The high-profile and habitually controversial attorney, Jeff Anderson, isn’t waiting for the Report. He filed a lawsuit last month, in which he accuses Uncle Ted of leading a “sex ring” out of his beach house – one of them, anyway – on the Atlantic coast in the US state of New Jersey.
The lawsuit claims that Uncle Ted groomed, manipulated and coerced his client – identified only as Doe 14 – into participating in McCarrick’s alleged sex ring along with others, when the plaintiff was a teenager. The suit claims McCarrick “orchestrated and directed the abuse,” which involved three other alleged clerical culprits.
McCarrick’s attorney had no comment for reporters or news agencies, but his client has denied at least the worst of the charges he’s faced in the past. “I’m not as bad as they paint me,” McCarrick told Ruth Graham, who interviewed him for Slate magazine last year, when McCarrick was living in a Kansas friary. “I do not believe that I did the things that they accused me of,” he also said.
Anderson’s latest lawsuit alleges not only that McCarrick abused a boy personally, but that he also enabled the boy’s abuse by several other priests.
One of the more salacious elements of Anderson’s suit is his rehearsal of claims made by the summer of 2018’s celebrity whistleblower cleric, Archbishop Carlo Maria Viganò, whose original J’Accuse contained at least some allegations pertinent to the common weal of the Church and – in principle at least – verifiable.

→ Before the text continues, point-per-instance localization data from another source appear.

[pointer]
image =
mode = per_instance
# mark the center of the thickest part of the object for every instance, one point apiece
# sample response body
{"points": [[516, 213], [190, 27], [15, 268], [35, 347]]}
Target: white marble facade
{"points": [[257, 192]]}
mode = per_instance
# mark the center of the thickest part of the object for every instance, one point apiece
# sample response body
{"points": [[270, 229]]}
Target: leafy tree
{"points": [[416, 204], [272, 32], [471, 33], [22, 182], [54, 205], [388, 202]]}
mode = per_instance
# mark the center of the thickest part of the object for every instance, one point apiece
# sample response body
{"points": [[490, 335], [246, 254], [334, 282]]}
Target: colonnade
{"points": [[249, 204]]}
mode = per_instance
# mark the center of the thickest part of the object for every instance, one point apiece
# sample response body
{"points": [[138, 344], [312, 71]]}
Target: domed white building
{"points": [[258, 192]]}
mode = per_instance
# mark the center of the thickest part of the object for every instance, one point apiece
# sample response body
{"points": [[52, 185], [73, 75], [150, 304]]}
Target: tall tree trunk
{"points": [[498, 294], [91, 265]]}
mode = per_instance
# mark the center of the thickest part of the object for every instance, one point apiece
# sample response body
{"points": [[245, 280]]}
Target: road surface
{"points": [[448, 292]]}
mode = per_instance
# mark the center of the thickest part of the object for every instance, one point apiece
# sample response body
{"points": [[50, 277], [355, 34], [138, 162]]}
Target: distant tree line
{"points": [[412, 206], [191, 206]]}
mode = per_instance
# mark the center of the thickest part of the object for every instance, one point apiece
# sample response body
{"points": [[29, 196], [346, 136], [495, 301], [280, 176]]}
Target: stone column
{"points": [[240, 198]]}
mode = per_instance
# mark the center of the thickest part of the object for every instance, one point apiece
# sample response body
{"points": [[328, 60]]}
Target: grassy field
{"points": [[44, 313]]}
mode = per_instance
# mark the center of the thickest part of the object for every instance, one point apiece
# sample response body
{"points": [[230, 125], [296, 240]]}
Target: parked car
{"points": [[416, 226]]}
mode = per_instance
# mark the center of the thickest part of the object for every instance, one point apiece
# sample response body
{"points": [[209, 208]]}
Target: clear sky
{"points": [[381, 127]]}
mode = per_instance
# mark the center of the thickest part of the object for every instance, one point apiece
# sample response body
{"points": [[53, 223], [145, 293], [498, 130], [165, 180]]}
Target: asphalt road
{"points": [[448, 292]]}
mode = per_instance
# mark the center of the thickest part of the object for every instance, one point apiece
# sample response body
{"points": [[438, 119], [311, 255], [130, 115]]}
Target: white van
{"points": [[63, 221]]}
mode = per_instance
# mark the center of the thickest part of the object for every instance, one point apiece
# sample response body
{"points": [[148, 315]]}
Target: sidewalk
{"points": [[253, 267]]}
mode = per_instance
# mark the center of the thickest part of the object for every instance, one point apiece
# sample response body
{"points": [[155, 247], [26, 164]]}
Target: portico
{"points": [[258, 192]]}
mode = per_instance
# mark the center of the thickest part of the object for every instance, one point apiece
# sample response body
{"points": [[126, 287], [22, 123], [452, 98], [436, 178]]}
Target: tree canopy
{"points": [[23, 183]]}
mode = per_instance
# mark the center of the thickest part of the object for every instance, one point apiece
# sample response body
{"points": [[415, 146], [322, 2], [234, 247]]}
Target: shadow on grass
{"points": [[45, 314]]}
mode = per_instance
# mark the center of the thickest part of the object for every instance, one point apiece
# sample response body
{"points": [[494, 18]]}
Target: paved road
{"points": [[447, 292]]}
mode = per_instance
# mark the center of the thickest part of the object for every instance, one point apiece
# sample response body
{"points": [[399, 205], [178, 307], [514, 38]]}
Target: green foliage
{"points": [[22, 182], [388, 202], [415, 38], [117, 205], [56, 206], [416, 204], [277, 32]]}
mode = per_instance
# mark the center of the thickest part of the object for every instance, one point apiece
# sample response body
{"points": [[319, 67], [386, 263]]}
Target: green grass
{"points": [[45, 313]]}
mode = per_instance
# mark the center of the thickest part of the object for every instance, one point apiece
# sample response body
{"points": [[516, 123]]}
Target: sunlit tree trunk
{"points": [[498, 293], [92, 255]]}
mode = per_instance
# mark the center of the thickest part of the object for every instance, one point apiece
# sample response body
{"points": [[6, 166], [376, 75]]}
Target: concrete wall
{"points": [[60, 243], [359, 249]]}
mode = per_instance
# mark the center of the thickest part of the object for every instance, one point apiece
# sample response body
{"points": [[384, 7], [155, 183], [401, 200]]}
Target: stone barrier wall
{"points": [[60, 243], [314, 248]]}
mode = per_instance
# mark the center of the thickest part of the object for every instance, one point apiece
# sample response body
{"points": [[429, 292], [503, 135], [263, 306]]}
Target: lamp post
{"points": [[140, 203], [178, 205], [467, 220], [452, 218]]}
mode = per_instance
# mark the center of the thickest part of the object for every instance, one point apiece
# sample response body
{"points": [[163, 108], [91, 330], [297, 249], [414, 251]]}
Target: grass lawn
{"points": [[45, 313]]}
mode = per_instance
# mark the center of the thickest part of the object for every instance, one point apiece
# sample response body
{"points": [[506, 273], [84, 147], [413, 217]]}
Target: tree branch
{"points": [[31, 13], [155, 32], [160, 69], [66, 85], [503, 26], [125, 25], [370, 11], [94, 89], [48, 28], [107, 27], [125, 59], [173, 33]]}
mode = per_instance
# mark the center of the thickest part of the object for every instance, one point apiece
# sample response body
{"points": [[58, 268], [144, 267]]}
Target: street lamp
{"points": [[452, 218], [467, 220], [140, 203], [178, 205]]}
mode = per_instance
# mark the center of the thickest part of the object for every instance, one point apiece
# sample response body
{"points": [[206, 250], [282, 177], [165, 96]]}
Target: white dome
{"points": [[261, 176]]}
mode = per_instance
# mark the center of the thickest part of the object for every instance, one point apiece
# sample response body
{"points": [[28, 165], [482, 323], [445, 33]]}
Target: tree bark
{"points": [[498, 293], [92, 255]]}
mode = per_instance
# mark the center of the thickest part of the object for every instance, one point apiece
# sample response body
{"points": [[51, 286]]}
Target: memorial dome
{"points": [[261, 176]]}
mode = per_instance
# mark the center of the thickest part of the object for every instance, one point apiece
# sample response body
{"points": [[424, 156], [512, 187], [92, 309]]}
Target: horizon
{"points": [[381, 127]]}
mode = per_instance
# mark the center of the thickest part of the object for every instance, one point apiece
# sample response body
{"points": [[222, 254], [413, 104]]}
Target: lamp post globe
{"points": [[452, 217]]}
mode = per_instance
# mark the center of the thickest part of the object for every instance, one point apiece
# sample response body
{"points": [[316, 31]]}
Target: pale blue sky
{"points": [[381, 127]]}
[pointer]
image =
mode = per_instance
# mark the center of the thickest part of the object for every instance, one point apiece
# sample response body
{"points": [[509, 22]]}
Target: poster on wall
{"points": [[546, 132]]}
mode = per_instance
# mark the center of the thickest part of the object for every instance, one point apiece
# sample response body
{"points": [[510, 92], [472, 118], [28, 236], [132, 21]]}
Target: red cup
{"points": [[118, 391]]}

Several of them have panned out, like the restrictions under which Pope Benedict XVI apparently placed McCarrick in or around 2008, which were known to several Churchmen – some of them very senior, including McCarrick’s successor in Washington DC, Cardinal Donald Wuerl – but never meaningfully enforced.

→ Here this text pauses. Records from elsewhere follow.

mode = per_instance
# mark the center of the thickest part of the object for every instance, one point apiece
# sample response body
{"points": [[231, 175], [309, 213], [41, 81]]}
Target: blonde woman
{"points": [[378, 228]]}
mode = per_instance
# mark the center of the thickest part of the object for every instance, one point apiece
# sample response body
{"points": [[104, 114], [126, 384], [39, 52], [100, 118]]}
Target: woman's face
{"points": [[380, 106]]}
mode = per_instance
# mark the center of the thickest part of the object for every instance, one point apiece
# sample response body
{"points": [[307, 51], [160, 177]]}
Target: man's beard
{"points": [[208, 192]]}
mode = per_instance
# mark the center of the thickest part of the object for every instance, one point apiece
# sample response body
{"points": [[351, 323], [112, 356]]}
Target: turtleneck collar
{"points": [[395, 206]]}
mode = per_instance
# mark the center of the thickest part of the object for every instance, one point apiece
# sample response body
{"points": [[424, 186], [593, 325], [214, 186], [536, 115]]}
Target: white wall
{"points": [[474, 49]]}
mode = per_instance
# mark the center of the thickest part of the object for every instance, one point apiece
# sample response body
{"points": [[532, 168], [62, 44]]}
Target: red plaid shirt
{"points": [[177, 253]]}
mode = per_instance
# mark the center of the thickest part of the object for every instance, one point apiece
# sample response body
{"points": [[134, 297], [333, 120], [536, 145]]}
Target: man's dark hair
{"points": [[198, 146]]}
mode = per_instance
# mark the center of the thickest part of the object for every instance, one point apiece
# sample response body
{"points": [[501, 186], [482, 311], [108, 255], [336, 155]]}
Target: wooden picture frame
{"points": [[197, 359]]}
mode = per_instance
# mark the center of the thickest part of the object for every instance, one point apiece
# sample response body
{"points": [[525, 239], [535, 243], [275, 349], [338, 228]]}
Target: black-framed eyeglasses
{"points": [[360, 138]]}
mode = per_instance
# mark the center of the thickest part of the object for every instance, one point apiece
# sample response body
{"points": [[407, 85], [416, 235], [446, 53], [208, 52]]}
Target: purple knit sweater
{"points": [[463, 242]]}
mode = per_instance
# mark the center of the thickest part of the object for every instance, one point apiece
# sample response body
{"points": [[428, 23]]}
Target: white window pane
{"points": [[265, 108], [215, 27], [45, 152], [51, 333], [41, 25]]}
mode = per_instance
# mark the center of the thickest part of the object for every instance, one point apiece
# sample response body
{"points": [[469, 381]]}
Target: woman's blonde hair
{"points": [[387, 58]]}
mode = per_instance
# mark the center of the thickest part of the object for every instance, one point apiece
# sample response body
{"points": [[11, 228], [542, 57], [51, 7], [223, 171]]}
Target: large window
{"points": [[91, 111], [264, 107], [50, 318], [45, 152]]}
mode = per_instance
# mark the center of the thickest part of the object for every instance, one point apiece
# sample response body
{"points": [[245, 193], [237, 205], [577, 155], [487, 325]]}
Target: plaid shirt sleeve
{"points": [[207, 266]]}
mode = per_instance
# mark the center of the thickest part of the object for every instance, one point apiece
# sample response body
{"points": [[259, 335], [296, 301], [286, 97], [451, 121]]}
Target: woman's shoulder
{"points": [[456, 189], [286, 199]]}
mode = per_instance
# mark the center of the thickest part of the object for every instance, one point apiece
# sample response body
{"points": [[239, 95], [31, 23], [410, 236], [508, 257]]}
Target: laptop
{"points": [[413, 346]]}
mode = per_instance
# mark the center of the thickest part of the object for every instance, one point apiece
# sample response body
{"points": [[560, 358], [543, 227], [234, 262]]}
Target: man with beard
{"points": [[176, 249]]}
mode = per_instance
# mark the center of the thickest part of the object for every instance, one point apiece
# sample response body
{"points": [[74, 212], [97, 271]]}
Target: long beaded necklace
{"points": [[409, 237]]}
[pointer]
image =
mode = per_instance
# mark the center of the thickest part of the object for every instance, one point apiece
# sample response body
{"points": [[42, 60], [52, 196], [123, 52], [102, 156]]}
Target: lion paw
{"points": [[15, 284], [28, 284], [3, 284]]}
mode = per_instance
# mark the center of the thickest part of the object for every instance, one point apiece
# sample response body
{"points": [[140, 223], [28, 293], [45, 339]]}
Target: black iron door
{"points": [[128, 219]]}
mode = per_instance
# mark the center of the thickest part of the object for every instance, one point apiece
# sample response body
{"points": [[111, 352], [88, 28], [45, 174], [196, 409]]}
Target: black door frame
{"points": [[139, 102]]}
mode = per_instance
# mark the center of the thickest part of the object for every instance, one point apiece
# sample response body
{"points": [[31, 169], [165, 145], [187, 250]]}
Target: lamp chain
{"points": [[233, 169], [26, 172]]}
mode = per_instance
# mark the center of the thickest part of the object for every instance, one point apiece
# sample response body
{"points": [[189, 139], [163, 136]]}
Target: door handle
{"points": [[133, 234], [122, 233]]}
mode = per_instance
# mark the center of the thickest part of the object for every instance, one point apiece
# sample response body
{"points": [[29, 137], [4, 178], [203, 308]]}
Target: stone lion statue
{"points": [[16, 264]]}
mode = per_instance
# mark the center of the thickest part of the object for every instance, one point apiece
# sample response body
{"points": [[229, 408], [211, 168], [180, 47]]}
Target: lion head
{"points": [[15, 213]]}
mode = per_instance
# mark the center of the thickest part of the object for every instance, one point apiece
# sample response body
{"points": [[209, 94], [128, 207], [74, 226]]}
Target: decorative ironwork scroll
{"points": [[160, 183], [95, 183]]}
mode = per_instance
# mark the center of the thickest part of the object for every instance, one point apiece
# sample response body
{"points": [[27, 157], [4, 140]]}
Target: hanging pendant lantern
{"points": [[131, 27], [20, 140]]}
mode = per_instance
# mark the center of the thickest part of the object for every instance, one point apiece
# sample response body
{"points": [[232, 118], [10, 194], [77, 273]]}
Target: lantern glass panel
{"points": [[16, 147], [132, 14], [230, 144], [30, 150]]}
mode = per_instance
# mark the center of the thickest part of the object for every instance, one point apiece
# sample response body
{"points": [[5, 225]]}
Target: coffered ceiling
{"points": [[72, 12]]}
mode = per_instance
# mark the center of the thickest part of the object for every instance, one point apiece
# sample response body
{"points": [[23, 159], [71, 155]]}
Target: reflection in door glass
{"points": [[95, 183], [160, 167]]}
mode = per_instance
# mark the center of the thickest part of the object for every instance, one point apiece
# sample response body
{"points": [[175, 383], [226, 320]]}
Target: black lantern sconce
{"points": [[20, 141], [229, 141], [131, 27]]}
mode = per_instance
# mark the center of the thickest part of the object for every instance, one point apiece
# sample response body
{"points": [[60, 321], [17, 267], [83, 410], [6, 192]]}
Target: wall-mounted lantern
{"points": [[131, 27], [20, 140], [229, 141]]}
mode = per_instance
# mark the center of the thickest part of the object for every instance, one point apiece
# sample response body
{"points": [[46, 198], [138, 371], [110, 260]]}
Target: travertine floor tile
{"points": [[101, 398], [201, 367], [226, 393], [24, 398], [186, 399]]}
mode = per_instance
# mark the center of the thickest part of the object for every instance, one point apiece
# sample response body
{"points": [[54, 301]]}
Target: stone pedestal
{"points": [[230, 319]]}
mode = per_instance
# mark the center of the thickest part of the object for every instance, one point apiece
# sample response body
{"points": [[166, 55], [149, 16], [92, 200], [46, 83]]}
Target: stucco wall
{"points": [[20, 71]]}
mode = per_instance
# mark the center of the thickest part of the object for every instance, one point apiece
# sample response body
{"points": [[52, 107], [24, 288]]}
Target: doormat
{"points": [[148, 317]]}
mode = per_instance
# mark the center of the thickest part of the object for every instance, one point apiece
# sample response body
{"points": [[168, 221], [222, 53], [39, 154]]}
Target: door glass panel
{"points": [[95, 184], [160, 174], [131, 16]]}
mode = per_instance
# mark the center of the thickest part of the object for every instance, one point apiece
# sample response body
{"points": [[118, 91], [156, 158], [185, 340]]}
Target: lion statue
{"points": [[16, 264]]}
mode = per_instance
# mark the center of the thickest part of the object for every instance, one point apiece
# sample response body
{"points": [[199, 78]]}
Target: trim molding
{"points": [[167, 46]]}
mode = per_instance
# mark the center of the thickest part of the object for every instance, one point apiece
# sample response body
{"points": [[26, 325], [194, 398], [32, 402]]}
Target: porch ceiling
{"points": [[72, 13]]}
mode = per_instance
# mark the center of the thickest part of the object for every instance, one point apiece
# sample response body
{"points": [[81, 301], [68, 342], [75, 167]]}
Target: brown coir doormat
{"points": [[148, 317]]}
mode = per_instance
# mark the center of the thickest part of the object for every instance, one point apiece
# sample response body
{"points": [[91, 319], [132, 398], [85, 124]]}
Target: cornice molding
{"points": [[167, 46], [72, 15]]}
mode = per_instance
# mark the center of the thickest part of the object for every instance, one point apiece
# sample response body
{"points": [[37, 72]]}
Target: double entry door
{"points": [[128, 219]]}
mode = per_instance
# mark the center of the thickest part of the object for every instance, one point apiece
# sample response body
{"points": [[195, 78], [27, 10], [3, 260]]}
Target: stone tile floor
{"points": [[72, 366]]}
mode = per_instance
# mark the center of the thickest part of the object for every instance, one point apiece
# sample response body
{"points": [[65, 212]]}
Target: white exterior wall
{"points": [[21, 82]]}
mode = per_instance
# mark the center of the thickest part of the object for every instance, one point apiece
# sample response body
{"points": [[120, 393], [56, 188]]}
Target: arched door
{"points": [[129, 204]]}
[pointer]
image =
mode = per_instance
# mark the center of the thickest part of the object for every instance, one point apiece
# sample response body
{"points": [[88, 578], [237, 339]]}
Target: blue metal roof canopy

Cardinal Marc Ouellet for all practical purposes admitted to the presence of a so-called “lavender mafia” in the Vatican, when he responded to Viganò’s second letter in October 2018.

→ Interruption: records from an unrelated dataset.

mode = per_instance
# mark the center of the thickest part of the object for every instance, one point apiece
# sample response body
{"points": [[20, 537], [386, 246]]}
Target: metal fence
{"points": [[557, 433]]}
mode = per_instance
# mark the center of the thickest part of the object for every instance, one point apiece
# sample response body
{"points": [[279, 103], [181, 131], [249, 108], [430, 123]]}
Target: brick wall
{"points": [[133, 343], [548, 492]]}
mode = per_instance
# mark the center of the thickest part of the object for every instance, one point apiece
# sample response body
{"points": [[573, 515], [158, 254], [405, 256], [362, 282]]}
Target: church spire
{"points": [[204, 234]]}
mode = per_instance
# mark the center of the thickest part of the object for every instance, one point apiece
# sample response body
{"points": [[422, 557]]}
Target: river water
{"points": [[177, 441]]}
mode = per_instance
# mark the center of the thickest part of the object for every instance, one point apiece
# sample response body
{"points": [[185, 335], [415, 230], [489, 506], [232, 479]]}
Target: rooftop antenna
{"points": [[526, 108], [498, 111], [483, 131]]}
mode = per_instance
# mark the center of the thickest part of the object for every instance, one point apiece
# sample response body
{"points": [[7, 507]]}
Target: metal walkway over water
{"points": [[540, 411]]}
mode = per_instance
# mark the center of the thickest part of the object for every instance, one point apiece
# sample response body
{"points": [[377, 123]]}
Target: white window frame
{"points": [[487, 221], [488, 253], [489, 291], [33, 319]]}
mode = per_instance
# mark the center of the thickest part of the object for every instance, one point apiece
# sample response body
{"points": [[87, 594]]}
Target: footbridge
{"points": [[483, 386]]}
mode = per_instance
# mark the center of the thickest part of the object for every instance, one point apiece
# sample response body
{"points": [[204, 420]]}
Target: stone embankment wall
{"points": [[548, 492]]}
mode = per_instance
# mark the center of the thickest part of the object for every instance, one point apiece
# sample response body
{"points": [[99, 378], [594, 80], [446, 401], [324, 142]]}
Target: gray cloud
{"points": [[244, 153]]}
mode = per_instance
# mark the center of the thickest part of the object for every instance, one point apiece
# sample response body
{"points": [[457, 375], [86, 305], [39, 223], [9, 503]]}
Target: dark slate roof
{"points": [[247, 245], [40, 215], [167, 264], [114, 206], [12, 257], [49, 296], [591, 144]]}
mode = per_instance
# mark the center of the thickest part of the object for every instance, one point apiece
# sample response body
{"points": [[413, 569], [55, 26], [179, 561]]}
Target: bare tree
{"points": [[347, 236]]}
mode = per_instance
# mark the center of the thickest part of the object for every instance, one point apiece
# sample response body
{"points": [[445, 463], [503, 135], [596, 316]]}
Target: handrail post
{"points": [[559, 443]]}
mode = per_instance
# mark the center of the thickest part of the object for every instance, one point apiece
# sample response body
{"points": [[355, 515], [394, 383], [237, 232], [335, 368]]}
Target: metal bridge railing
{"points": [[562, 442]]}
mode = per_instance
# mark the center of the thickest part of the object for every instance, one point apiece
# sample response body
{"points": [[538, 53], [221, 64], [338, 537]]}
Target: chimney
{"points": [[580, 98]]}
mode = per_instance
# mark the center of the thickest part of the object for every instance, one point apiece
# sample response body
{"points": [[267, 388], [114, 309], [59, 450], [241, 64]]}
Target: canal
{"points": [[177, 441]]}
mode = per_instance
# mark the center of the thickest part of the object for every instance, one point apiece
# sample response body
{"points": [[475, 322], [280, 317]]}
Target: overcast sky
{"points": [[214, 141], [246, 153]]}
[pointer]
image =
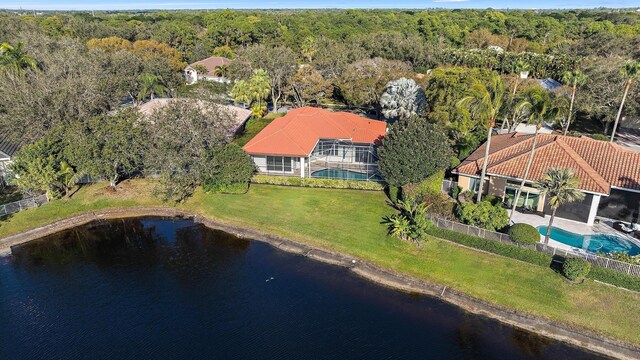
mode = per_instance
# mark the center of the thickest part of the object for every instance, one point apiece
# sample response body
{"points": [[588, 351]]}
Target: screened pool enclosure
{"points": [[330, 159]]}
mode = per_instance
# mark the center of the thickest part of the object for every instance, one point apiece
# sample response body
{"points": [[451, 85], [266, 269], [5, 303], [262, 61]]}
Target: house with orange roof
{"points": [[609, 174], [313, 142]]}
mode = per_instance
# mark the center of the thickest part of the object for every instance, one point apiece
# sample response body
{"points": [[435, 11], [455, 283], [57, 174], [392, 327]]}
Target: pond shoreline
{"points": [[574, 336]]}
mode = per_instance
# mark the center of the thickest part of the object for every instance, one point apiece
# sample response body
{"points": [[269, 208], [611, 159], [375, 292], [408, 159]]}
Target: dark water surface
{"points": [[155, 288]]}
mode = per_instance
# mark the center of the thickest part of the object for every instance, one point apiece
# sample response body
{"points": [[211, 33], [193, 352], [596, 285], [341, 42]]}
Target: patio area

Archbishop Viganò’s subsequent interventions have drifted into the realm of tinfoil hat conspiracy theory (making him particularly attractive to US President Donald Trump).
Whatever one thinks of Archbishop Viganò, it is difficult to argue with what another plaintiff’s attorney on the case, Mike Finnegan, said when presenting the latest lawsuit: “It’s time today for the top officials, the bishops and the Pope to come clean about what all of them knew about Cardinal McCarrick.”